Dagstuhl-Seminar 13142: Correct and Efficient Accelerator Programming

Dagstuhl-Seminar 13142

Correct and Efficient Accelerator Programming

( 01. Apr – 04. Apr, 2013 )

(zum Vergrößern in der Bildmitte klicken)

Permalink

Bitte benutzen Sie folgende Kurz-Url zum Verlinken dieser Seite: https://www.dagstuhl.de/13142

Organisatoren

Albert Cohen (ENS - Paris, FR)
Alastair F. Donaldson (Imperial College London, GB)
Marieke Huisman (University of Twente, NL)
Joost-Pieter Katoen (RWTH Aachen, DE)

Kontakt

Annette Beyer (für administrative Fragen)

Publikationen

Correct and Efficient Accelerator Programming (Dagstuhl Seminar 13142). Albert Cohen, Alastair F. Donaldson, Marieke Huisman, and Joost-Pieter Katoen. In Dagstuhl Reports, Volume 3, Issue 4, pp. 17-33, Schloss Dagstuhl - Leibniz-Zentrum für Informatik (2013)

Motivation

Show Motivation

In recent years, massively parallel accelerator processors, primarily GPUs, have become widely available to end-users. They overcome the memory in-efficiency in multi-core CPUs by equipping each processor element (PE) with a small amount of on-chip private memory, and by providing local memory that is shared among groups of PEs. As a result, private and local memory can be accessed by a PE with no or minimal contention. An accelerator typically has a special-purpose instruction set architecture and organization, geared towards the application domain that it has been designed to accelerate. Thus, if the right accelerator is applied to the right application, special-purpose hardware support can lead to very high performance. Finally, in massively parallel accelerators it is common to reduce the clock frequency of individual PEs, allowing more PEs to be accommodated. Summarizing, as stated by Garland and Kirk in their CACM paper in 2010:

"For workloads with abundant parallelism, GPUs deliver higher peak computational throughput than latency-oriented CPUs"

Using accelerators, tasks such as media processing, simulation and eye-tracking can be accelerated to beat CPU performance by orders of magnitude. Performance is gained in energy efficiency and execution speed, allowing intensive media processing software to run in low-power consumer devices.
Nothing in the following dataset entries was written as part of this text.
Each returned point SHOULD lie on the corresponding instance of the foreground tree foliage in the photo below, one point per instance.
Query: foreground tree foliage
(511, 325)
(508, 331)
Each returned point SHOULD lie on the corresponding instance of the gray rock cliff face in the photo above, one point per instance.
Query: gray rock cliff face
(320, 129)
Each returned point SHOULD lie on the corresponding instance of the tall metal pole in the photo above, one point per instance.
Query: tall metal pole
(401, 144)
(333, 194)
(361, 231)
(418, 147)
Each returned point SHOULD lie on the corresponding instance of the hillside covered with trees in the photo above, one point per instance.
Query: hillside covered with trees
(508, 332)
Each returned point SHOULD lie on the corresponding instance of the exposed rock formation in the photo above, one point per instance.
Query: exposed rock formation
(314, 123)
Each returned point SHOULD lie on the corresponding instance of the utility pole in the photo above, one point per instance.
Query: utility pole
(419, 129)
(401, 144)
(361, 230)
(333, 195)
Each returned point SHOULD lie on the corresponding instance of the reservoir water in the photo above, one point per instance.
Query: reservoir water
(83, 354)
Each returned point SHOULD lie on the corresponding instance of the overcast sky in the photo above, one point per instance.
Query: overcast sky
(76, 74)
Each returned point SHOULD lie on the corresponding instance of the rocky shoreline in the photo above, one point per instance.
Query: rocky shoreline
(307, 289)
Accelerators present however a serious challenge for software developers. A system may contain one or more of the plethora of accelerators on the market, with many more products anticipated in the immediate future. Software for accelerators is currently written in low-level languages, such as OpenCL, CUDA, or architecture-specific assembly code. This leads to increased development costs and complex maintenance of multiple platforms. In addition, performance problems occur as applications optimised for one platform may not perform well on others, and due to the increased usage of GPUs in safety-critical domains (such as medical image processing), correctness of accelerator programs is of vital importance. Applications must thus exhibit portable correctness, operating correctly on any configuration of accelerators, and have portable performance, exploiting processing power and energy efficiency offered by a wide range of devices.

The aim of this Dagstuhl Seminar is to bring together researchers from various sub- disciplines of computer science, such as programming languages for multi-core systems and their compilation, and researchers working on the verification of multi-core programs and their data structures, to brainstorm and discuss on design techniques and tools for correct and efficient accelerator programming:

Novel & attractive methods for constructing system-independent accelerator programs;
Advanced code generation techniques to produce highly optimized system-specific code from system-independent programs;
Scalable static techniques for analysing system-independent and system-specific accelerator programs both qualitatively and quantitatively.

Central topics of the seminar are portable performance and portable correctness. Software exhibits portable performance (time and energy-wise) if it performs acceptably well across accelerator devices in general, and near optimally on specific, widely used platforms. Portable correctness, with respect to a programming language specification, is achieved when correctness can be established in a device-independent manner.

Summary

Show Summary

In recent years, massively parallel accelerator processors, primarily GPUs, have become widely available to end-users. Accelerators offer tremendous compute power at a low cost, and tasks such as media processing, simulation and eye-tracking can be accelerated to beat CPU performance by orders of magnitude. Performance is gained in energy efficiency and execution speed, allowing intensive media processing software to run in low-power consumer devices. Accelerators present a serious challenge for software developers. A system may contain one or more of the plethora of accelerators on the market, with many more products anticipated in the immediate future. Applications must exhibit portable correctness, operating correctly on any configuration of accelerators, and portable performance, exploiting processing power and energy efficiency offered by a wide range of devices.

The seminar focussed on the following areas:

Novel and attractive methods for constructing system-independent accelerator programs;
Advanced code generation techniques to produce highly optimised system-specific code from system-independent programs;
Scalable static techniques for analysing system-independent and system-specific accelerator programs both qualitatively and quantitatively.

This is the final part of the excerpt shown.